When working with people who are not significantly underweight, CBT-E generally involves an initial assessment appointment followed by 20 treatment sessions over 20 weeks, lasting 50-minutes each.
CBT-E isn’t a “one-size-fits-all” treatment. CBT-E is a highly individualised treatment. The therapist creates a specific version of CBT-E to match the exact eating problem of the person receiving treatment. CBT-E has four stages (see CBT-E map below).
Stage One, the focus is on gaining a mutual understanding of the person’s eating problem and helping him or her to modify and stabilise their pattern of eating. There is also emphasis on personalised education and the addressing of concerns about weight. It is best if these initial sessions are twice a week.
In the brief second stage, progress is systematically reviewed and plans are made for the main body of treatment (Stage Three).
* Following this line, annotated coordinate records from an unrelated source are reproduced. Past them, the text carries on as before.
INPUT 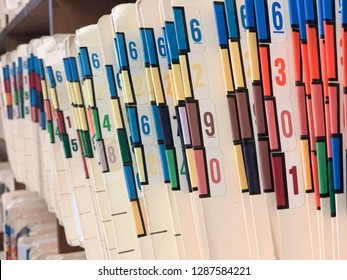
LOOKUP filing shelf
[0,0,135,53]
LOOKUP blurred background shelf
[0,0,135,54]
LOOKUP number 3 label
[270,44,291,98]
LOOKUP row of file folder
[1,0,347,259]
[1,190,85,260]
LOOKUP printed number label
[206,147,226,196]
[270,44,292,98]
[133,68,149,105]
[184,7,205,53]
[102,115,112,131]
[281,110,293,138]
[71,139,78,152]
[65,116,72,128]
[189,53,210,100]
[289,166,299,195]
[200,100,219,146]
[88,47,103,76]
[141,115,151,135]
[157,37,166,57]
[268,0,286,43]
[116,72,122,90]
[190,18,202,43]
[285,151,305,208]
[137,106,155,145]
[104,139,121,172]
[164,73,172,99]
[107,146,116,163]
[276,98,297,152]
[99,108,115,139]
[55,71,63,83]
[240,5,247,30]
[274,58,287,86]
[128,41,139,60]
[91,53,100,69]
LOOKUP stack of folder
[0,0,347,260]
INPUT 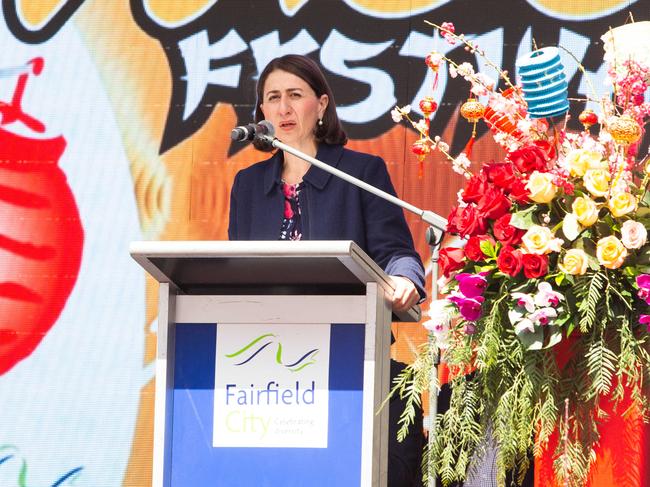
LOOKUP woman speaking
[228,55,425,487]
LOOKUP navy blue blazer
[228,143,425,298]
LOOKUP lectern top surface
[130,240,420,321]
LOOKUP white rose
[621,220,648,249]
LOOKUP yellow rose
[582,169,610,197]
[596,235,627,269]
[526,171,557,203]
[560,249,589,276]
[566,149,608,177]
[521,225,562,255]
[571,196,598,227]
[607,191,637,217]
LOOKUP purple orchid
[456,272,489,298]
[639,315,650,332]
[535,282,564,308]
[636,274,650,304]
[447,293,485,321]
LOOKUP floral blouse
[279,182,303,240]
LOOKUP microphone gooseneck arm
[258,135,447,236]
[255,134,447,487]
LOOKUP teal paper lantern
[515,47,569,118]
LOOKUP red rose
[521,254,548,279]
[497,245,522,277]
[447,205,486,237]
[507,145,550,174]
[465,235,495,262]
[477,186,512,220]
[533,140,555,160]
[483,162,517,192]
[463,172,488,203]
[492,213,525,245]
[438,247,465,277]
[510,179,530,204]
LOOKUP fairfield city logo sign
[225,333,319,406]
[226,333,319,372]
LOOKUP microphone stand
[255,133,447,487]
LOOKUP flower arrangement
[392,17,650,485]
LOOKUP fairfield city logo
[224,333,319,406]
[226,333,319,372]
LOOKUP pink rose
[621,220,648,249]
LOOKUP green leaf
[517,326,544,350]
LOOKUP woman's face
[260,70,328,149]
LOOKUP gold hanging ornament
[607,115,641,146]
[460,98,485,157]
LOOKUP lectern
[131,241,419,487]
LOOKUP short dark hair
[253,54,348,151]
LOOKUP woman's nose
[279,96,291,114]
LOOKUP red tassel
[465,122,476,159]
[465,134,476,159]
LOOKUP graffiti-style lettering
[131,0,647,152]
[2,0,85,44]
[251,29,320,81]
[320,30,397,123]
[178,29,248,120]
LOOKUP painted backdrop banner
[0,0,648,487]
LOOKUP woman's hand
[390,276,420,311]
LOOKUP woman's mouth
[280,120,296,130]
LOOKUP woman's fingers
[390,276,420,311]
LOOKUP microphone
[230,120,275,142]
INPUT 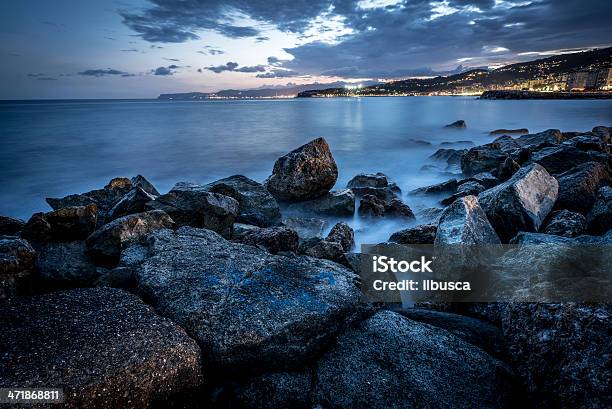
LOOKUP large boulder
[0,237,36,300]
[478,164,559,242]
[206,175,281,227]
[86,210,174,267]
[555,162,612,214]
[501,303,612,409]
[147,183,240,238]
[21,204,97,242]
[434,196,500,245]
[0,288,202,409]
[587,186,612,234]
[266,138,338,201]
[136,227,361,375]
[314,311,514,409]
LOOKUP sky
[0,0,612,99]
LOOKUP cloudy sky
[0,0,612,99]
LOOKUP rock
[240,226,299,254]
[434,196,500,245]
[266,138,338,201]
[0,216,25,236]
[229,371,312,409]
[206,175,281,227]
[502,303,612,409]
[131,175,159,196]
[587,186,612,234]
[555,162,612,214]
[285,189,355,217]
[325,222,355,253]
[86,210,174,267]
[389,224,438,244]
[0,237,36,298]
[444,119,467,128]
[21,204,98,242]
[489,128,529,135]
[461,144,507,176]
[106,186,155,222]
[543,209,586,237]
[136,227,362,376]
[478,164,559,243]
[315,311,514,409]
[147,184,240,237]
[36,241,105,289]
[397,308,507,360]
[0,288,202,409]
[357,195,415,219]
[494,157,521,182]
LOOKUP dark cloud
[78,68,134,77]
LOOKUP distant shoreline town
[158,47,612,101]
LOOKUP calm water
[0,97,612,242]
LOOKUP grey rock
[147,183,239,238]
[205,175,281,227]
[136,227,361,374]
[315,311,514,409]
[434,196,500,245]
[239,226,299,254]
[106,186,155,222]
[0,288,202,409]
[0,216,25,236]
[389,224,438,244]
[543,209,588,237]
[266,138,338,201]
[587,186,612,234]
[86,210,174,267]
[555,162,612,214]
[478,164,559,242]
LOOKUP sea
[0,96,612,245]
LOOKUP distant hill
[298,47,612,97]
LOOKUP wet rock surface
[0,288,202,408]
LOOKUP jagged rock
[543,209,588,237]
[229,371,313,409]
[106,186,155,222]
[494,157,521,182]
[240,226,299,254]
[489,128,529,135]
[501,303,612,409]
[136,227,361,376]
[36,241,105,288]
[555,162,612,214]
[325,222,355,252]
[444,119,467,128]
[283,217,327,240]
[86,210,174,267]
[389,224,438,244]
[461,144,507,176]
[131,175,159,196]
[0,288,202,409]
[357,195,415,220]
[0,216,25,236]
[21,204,97,242]
[434,196,500,245]
[478,164,559,242]
[587,186,612,234]
[315,311,515,409]
[147,183,239,237]
[266,138,338,201]
[0,237,36,298]
[285,189,355,217]
[398,308,507,360]
[206,175,281,227]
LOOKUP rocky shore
[0,121,612,409]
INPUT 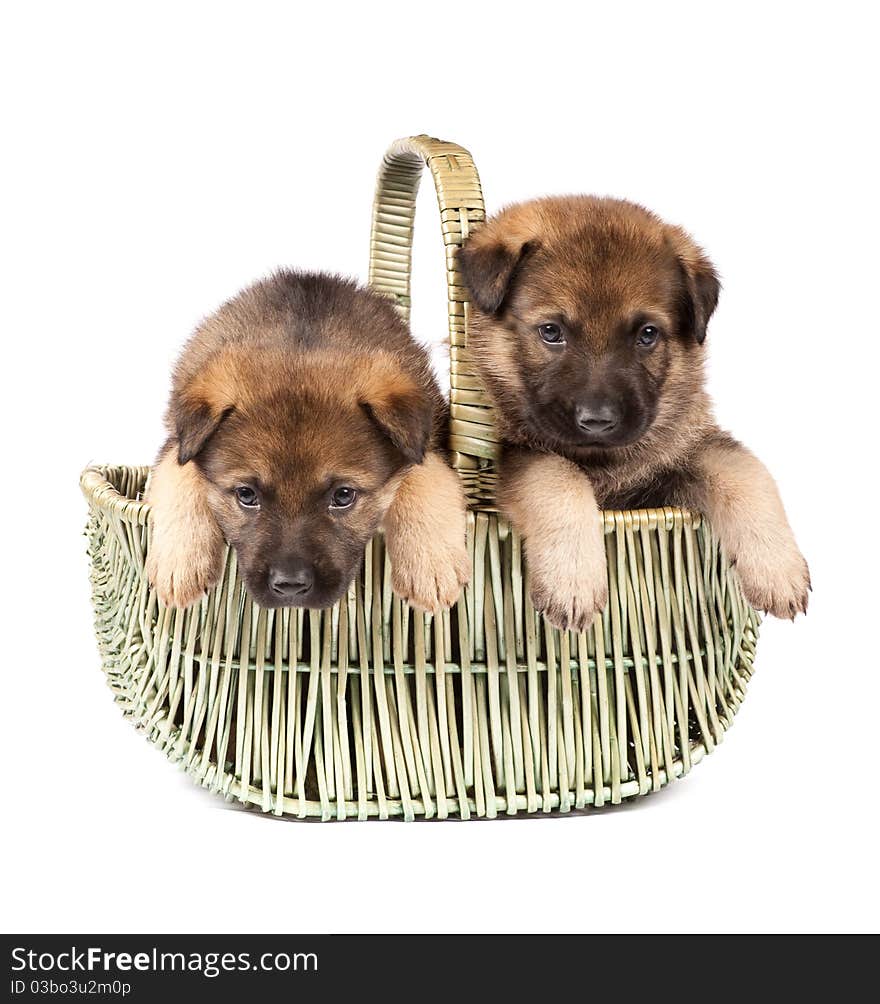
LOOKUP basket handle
[369,136,499,506]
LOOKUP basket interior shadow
[81,137,758,819]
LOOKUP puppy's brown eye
[537,324,566,345]
[331,486,358,509]
[235,485,260,509]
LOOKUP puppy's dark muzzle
[268,562,314,606]
[575,405,620,439]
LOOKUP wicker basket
[81,137,758,819]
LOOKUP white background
[0,0,880,932]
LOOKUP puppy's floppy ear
[668,227,721,345]
[174,400,234,464]
[361,374,434,464]
[168,358,236,464]
[458,226,534,314]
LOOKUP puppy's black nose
[269,561,314,600]
[575,405,620,436]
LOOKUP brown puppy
[459,196,810,630]
[147,272,470,610]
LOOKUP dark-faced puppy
[459,196,809,629]
[147,272,469,610]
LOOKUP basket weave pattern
[81,137,758,819]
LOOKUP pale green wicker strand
[81,137,758,819]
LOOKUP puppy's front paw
[733,540,811,620]
[525,525,608,632]
[147,547,223,608]
[391,530,471,613]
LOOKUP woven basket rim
[79,464,702,531]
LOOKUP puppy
[147,271,470,611]
[459,196,810,631]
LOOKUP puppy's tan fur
[460,196,810,629]
[147,272,470,611]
Stage Three consists of a run of weekly sessions focused on the processes that are maintaining the person’s eating problem. Usually this involves addressing concerns about shape and eating; enhancing the ability to deal with day-to-day events and moods; and the addressing of extreme dietary restraint.
Towards the end of Stage Three and in Stage Four the emphasis shifts onto the future. There is a focus on dealing with setbacks and maintaining the changes that have been obtained.
Generally a review session is held some months after treatment has ended. It provides an opportunity for a review of progress and the addressing of any problems that remain or have emerged.
With people who are underweight, treatment needs to be longer, often involving around 40 sessions over 40 weeks. In this version of CBT-E, weight regain is integrated with addressing eating disorder psychopathology. Before embarking on weight regain, patients and therapists spend the first weeks of this treatment carefully considering the reasons for and against this change. The goal in CBT-E is that patients themselves decide to regain weight rather than having this decision imposed upon them. During the final step of weight regain the patient becomes accomplished at maintaining their weight.
A note on the NICE Guideline 2017 from Professor Christopher Fairburn
The NICE Guideline 2017 uses the term “CBT-ED” to refer to “individual eating-disorder-focused cognitive behavioural therapy”. This type of therapy is evidence-based and follows a specific set of therapeutic procedures over a set number of sessions and duration. There are a small number of therapies within the CBT-ED umbrella category. These therapies share many similarities but also have some differences. The major exemplar of this category is CBT-E, but it is not the only one. If you are a therapist or service delivering CBT-E, then you are delivering “CBT-ED”.